Serta partikel lain yang akan berdampak negatif pada manusia maupun lingkungan. Uji emisi standar Euro IV kendaraan bermotor berbahan bakar bensin mengenai kandungan nitrogen oksida tidak boleh dari 80 mg/km. Pada mesin diesel 250 mg/km dan disesl particulate matter 25 mg/km.
 
Jika, akan uji emisi sebaiknya kualitas bahan bakasr Tugas dari Pertamina agar memenuhi standar BBM untuk mesin Euro IV sebab produsen otomotif sudah memenuhi standar emisi tinggi.

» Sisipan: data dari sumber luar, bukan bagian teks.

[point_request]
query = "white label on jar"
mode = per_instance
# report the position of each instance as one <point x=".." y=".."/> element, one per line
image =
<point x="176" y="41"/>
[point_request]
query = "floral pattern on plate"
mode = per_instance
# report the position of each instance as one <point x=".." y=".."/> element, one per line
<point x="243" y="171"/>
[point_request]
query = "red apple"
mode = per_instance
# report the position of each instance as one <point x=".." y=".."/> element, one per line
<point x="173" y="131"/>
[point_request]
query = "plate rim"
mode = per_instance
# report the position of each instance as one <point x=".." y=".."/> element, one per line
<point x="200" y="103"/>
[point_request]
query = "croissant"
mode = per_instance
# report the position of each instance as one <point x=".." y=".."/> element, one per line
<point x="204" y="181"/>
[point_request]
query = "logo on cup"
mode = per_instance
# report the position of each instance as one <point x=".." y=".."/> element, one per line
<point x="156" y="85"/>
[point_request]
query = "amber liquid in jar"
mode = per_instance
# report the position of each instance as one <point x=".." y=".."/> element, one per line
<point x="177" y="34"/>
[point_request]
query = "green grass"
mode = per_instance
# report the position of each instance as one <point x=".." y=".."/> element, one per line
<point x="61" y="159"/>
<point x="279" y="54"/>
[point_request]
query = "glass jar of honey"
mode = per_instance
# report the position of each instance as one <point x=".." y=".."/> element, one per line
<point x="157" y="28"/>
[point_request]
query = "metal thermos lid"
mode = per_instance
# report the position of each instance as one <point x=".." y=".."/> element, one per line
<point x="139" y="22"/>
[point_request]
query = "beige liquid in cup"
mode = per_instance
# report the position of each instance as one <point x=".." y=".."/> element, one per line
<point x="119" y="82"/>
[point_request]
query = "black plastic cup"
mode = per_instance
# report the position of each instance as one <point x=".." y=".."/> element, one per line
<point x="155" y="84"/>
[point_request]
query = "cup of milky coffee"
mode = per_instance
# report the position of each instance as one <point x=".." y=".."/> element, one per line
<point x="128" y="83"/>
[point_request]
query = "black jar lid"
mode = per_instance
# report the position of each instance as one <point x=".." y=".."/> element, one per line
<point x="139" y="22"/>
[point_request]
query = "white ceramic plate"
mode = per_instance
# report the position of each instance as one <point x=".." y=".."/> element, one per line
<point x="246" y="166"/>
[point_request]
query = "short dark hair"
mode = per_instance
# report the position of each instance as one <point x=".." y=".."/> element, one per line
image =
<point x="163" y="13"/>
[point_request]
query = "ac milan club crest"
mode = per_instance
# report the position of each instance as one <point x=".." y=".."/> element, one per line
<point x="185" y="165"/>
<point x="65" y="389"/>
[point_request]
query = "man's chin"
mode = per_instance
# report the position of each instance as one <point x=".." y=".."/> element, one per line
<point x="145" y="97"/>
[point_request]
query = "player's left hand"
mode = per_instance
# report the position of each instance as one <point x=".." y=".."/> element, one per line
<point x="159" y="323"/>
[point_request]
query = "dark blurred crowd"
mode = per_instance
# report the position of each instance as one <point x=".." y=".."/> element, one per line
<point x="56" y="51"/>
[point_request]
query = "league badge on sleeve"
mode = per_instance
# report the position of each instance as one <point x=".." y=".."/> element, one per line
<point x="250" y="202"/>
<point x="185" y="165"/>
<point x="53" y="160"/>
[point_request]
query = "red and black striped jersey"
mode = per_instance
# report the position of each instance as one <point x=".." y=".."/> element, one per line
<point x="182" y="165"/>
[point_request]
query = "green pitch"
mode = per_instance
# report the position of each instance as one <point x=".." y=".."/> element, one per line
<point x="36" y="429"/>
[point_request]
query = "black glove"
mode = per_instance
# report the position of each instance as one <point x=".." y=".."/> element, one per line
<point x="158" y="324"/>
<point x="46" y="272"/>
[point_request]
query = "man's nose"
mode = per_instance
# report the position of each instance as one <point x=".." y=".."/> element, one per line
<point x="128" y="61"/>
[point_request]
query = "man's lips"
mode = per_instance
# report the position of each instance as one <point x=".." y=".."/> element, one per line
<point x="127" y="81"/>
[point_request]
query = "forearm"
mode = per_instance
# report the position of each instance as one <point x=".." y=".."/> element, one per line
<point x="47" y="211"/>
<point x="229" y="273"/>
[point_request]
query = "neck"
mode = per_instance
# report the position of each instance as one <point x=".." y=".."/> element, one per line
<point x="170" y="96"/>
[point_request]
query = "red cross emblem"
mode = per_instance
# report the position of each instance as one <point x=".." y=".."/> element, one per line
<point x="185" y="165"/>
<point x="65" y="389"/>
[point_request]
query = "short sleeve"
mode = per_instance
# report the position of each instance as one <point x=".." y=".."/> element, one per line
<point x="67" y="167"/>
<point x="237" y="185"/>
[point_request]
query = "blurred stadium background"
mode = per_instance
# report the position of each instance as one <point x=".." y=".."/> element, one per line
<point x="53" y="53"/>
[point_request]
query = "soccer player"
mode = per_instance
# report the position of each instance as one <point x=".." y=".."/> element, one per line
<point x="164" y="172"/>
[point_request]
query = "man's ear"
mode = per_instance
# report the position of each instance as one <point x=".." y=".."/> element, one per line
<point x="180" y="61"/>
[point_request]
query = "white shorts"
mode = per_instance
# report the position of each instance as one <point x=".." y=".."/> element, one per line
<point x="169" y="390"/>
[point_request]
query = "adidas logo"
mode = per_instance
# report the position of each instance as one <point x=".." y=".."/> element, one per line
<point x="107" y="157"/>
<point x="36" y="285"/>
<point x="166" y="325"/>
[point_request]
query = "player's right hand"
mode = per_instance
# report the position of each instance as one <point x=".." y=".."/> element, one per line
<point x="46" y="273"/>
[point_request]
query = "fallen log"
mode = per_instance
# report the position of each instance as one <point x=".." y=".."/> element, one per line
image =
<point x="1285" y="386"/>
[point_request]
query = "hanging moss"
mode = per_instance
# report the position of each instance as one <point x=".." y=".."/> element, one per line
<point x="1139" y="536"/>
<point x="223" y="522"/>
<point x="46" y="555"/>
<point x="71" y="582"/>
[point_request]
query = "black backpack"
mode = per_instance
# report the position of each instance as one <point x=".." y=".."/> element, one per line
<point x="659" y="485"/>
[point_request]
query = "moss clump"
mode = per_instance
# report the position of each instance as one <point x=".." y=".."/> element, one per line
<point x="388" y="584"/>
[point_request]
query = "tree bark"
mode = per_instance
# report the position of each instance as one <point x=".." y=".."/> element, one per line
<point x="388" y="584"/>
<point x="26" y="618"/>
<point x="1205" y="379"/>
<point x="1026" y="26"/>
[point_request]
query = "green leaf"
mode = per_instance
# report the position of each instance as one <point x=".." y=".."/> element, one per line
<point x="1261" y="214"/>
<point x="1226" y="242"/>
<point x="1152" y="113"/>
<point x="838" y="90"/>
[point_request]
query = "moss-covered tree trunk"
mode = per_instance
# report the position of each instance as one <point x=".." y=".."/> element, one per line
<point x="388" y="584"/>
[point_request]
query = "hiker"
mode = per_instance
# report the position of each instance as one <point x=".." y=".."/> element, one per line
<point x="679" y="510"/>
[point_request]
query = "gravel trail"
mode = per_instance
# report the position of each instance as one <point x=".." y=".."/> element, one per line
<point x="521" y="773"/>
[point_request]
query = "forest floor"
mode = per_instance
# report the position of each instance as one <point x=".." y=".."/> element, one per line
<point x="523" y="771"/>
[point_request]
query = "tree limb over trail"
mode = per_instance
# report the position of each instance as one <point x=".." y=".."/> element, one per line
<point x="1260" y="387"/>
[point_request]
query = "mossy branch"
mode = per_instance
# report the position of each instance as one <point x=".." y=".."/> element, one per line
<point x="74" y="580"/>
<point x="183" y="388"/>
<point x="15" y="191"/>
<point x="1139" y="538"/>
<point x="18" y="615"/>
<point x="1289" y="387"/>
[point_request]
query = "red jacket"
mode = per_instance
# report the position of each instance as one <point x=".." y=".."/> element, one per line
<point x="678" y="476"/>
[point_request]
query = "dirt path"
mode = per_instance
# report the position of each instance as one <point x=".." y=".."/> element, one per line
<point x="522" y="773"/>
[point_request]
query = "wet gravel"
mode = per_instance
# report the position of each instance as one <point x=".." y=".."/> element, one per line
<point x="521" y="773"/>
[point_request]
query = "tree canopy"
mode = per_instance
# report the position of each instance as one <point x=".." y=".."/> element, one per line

Mobil Bekas Kota Semarang Dampak Emisi Euro

 
Mobil bekas Kota Semarang dampak emisi Euro terhadap beberapa produksi mobil komersial yang diproduksi oleh beberapa brand terkenal menghentikan produksi. Entah berkaitan dengan dampak berlakunya uji emisi Euro sehingga menggantikan tipe mobil lama yang dikeluarkan.
 
Dengan langkah lanjutan mempersiapkan mobil yang sesuai standar emisi Euro. Jika kendaraan tidak melakukan uji emisi Euro tentu akan ada tindakan lanjut, bisa berupa tilang dan sanksi denda. Membayar parkir lebih mahal dan susah dalam mengusrus STNK.
 
Kalau tidak ingin mengalami hal itu, maka mematuhi untuk melakukan uji emisi Euro yang ditetapkan oleh pemerintah pusat maupun pemerintah daerah. Standar uji emisi Euro dilakukan untuk mengendalikan gas buang yang berdampak pada polusi yang akan menimbulkan bahaya bagi manusia maupun lingkungan. Tidak ada ruginya untuk melakukan uji emisi terhadap kendaraan yang dimiliki.